幸い高熱というものではなく、すぐに泰明に診てもらったが、たいしたことではないと言われてあかねも友雅もホッとした。
いや、二人だけではない。
妹の千歳はもちろん、橘家の女房や侍女たち、乳母や彼女の息子の宇敦も、度々やってきて文紀の様子を伺っていた。

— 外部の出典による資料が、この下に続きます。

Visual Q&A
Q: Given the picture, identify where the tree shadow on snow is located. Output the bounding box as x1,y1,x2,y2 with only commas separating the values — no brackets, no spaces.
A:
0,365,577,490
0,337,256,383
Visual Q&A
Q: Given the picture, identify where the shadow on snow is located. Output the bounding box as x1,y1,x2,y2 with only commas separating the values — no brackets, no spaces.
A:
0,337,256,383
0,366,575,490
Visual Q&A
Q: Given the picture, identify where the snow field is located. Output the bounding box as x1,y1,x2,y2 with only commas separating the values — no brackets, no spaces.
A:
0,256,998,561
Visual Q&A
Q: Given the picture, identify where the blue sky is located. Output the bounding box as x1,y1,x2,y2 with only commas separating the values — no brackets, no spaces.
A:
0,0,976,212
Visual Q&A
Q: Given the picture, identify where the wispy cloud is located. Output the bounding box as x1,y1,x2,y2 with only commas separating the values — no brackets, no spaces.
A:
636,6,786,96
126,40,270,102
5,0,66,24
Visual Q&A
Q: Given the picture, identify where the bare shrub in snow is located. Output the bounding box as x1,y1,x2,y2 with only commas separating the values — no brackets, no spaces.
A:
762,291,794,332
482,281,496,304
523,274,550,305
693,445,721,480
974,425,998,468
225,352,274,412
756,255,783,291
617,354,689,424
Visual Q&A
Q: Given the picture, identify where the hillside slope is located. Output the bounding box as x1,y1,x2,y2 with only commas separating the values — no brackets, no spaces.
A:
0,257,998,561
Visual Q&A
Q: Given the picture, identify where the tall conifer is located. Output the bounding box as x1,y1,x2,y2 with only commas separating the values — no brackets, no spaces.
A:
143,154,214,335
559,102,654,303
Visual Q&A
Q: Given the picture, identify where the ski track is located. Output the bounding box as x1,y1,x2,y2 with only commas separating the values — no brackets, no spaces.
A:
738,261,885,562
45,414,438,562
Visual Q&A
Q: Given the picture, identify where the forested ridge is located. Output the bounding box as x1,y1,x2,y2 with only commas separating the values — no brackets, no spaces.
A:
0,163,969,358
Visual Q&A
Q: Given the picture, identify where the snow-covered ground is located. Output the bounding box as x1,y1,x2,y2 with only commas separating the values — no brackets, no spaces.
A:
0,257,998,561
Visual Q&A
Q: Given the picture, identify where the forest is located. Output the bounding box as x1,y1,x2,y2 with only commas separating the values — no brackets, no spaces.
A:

だが、そこに一人だけ顔を出さない者がいた。まゆきである。
さすがにまだ生まれて一才の彼女には、それほど免疫力が備わっていないはず。
念のため風邪が移らぬように、とまゆきだけはここに連れてくることはなかった。

『文紀には寂しい思いをさせてしまって、申し訳ないけれどね…』
容態を見にやって来た友雅は、床に伏せている文紀を見下ろして、そう詫びた。
大切な妹の顔が見られない。いつも妹のことを思っている彼にとって、その様子が見えないのは心細いことだろう。
しかし、こればかりは我慢してもらわねば、と友雅が説明すると、文紀は素直にうなずいた。

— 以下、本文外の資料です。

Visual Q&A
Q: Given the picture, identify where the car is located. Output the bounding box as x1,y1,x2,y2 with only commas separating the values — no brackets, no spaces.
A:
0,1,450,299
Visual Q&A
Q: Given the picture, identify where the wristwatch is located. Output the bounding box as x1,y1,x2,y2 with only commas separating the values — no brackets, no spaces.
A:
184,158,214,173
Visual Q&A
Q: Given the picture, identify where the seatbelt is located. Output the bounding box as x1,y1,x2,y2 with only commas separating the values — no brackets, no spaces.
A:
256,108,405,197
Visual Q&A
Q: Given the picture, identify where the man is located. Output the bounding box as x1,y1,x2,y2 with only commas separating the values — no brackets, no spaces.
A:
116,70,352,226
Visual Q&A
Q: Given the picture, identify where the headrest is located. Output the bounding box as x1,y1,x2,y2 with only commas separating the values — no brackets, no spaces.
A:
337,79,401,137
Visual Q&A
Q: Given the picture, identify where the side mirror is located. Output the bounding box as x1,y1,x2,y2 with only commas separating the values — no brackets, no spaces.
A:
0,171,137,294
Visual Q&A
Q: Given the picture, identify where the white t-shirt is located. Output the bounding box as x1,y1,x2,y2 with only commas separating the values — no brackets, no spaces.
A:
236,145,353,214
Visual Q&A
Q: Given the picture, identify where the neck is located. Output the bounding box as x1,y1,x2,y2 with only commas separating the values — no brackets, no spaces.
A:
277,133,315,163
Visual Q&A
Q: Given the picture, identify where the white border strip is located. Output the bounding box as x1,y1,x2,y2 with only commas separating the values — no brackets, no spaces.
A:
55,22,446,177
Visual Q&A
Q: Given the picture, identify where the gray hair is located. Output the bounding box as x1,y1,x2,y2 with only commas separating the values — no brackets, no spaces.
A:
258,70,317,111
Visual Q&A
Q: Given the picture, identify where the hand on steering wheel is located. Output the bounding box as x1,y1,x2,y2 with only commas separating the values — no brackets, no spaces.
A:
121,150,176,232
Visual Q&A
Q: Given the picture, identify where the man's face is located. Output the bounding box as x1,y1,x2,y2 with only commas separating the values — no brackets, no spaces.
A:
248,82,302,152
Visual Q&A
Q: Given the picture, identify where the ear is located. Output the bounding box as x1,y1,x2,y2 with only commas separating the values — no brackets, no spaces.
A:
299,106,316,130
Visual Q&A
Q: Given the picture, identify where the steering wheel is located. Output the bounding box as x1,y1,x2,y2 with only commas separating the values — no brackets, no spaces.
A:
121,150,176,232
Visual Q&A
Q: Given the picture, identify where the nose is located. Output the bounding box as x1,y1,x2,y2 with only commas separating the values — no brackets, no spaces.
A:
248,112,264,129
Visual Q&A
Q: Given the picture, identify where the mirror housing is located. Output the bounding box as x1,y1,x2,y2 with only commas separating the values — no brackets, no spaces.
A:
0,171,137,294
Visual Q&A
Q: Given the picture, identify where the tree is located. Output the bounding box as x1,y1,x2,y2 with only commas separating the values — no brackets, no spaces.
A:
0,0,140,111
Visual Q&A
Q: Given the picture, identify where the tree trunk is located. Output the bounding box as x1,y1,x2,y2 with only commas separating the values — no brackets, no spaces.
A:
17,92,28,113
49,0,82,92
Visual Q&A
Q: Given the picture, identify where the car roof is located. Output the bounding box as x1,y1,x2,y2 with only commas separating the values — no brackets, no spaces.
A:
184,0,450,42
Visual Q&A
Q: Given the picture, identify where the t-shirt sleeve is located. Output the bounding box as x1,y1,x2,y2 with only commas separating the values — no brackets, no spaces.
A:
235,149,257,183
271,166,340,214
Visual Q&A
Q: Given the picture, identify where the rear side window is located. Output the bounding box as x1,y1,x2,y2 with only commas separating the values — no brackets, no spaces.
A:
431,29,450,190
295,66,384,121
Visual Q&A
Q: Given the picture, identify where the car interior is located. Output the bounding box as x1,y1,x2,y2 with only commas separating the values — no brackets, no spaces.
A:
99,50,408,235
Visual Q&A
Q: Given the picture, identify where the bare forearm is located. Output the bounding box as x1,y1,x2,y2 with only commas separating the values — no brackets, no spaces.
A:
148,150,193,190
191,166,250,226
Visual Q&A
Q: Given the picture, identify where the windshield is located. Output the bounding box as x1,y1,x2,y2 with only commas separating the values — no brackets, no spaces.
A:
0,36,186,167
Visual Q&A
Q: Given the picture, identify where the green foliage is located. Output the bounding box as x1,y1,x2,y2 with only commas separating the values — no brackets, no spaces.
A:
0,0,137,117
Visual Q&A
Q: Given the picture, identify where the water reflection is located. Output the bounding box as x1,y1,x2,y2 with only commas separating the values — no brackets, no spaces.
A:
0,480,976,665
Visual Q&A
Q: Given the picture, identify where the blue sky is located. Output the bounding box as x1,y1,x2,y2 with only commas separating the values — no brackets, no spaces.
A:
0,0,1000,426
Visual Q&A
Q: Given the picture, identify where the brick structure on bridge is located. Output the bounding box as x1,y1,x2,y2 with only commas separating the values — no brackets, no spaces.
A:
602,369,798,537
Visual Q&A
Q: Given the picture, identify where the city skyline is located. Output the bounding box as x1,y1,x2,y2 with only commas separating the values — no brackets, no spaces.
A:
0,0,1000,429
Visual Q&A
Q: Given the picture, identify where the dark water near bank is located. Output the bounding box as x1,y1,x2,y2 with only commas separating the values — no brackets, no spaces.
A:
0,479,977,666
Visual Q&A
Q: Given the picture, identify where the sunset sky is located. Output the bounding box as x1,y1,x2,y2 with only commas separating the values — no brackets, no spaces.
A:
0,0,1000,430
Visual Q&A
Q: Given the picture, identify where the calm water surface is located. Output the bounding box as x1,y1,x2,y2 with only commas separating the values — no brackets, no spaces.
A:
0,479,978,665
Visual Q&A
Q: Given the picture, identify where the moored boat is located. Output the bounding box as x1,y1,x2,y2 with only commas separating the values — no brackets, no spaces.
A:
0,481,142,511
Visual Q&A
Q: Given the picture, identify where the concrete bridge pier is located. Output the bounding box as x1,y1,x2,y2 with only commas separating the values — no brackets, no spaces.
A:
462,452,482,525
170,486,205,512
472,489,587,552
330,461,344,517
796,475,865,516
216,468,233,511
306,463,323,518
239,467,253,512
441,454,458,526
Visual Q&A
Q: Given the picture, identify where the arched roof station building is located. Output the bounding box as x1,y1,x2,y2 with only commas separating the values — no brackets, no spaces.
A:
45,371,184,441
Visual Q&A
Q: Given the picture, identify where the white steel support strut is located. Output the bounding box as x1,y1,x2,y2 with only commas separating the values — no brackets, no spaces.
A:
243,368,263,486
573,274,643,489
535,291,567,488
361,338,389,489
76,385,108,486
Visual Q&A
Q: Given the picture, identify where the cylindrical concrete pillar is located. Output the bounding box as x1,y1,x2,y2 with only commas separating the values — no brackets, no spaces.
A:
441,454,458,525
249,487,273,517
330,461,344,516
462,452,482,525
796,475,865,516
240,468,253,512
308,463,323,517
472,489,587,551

『まゆきに移ったら…僕も辛いから。早く治して元気になります』
『そうだね、すぐに良くなるさ。まゆきも兄上に会えるのを、楽しみに待っているはずだよ』
友雅にとっては、三人とも優劣など関係なく大切な子供たちだ。
命を懸けても護らねばならない、宝物のような存在。
彼が寂しくないように…と、妹たちの代わりに友雅とあかねは、出来るだけ頻繁に文紀の部屋を訪れては、少々話し相手をしてやるように心がけていた。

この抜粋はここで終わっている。